Home>Articles>Gottheimer, House progressives join forces to call for climate action via BBB

Rep. Josh Gottheimer. (Photo: Kevin Sanders for the New Jersey Globe).

Gottheimer, House progressives join forces to call for climate action via BBB

By Joey Fox, January 31 2022 5:07 pm

Rep. Josh Gottheimer (D-Wyckoff) joined a cross-ideological coalition of House Democrats today to call for the Senate to pass robust climate protections through the Build Back Better Act (BBB), which has stalled in the upper chamber after passing the House last year.

“There is no time to delay,” Gottheimer said. “For New Jersey, for our planet, we must take action to tackle climate change now, to make sure that our best days will always be ahead of us.”

When the two bills were wending their way through the House last year, Gottheimer made headlines for leading a small caucus of renegade moderate Democrats who insisted that the Bipartisan Infrastructure Bill be passed through the House without guaranteed action on BBB; House Democratic leadership had wanted the two bills to be paired.

Both bills eventually passed the House, but while the infrastructure bill had already been passed by the Senate and later became law, BBB has foundered against Senators Joe Manchin (D-WV) and Kyrsten Sinema (D-AZ) in the Senate.

Today’s event appeared to be designed to emphasize that House Democrats across the ideological spectrum remain committed to BBB’s success, something which progressive Rep. Jahana Hayes (D-CT) made note of.

“The fact that we have the whole spectrum, from the New Dems to the progressives, on a call agreeing about the same thing … really speaks to the urgency of this matter,” Hayes said.

Also on the call was Rep. Katie Porter (D-CA), a prominent swing-district progressive, and more moderate Reps. Suzan DelBene (D-WA) and Abigail Spanberger (D-VA).

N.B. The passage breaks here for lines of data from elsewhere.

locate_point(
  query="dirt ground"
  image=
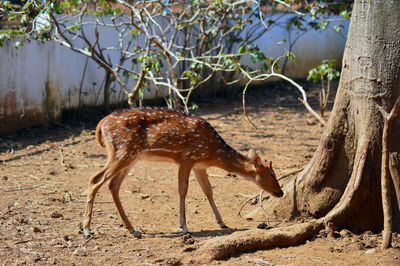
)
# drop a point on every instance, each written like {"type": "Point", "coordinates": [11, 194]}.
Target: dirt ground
{"type": "Point", "coordinates": [43, 180]}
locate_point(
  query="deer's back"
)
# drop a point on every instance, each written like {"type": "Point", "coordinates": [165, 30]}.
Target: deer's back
{"type": "Point", "coordinates": [160, 132]}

Separately today, Gottheimer unveiled new bipartisan legislation aimed at bolstering the Strategic National Stockpile and preventing shortages of medical materials in future crises.

“It was completely shocking to discover at the beginning of the pandemic – when New Jersey was hit so hard and our hospitals were in desperate need of masks and ventilators – that we had no way of knowing the quantity, location, or production of these supplies,” he said in a statement on the bill. “This critical legislation will ensure that in future crises, we are much better prepared.”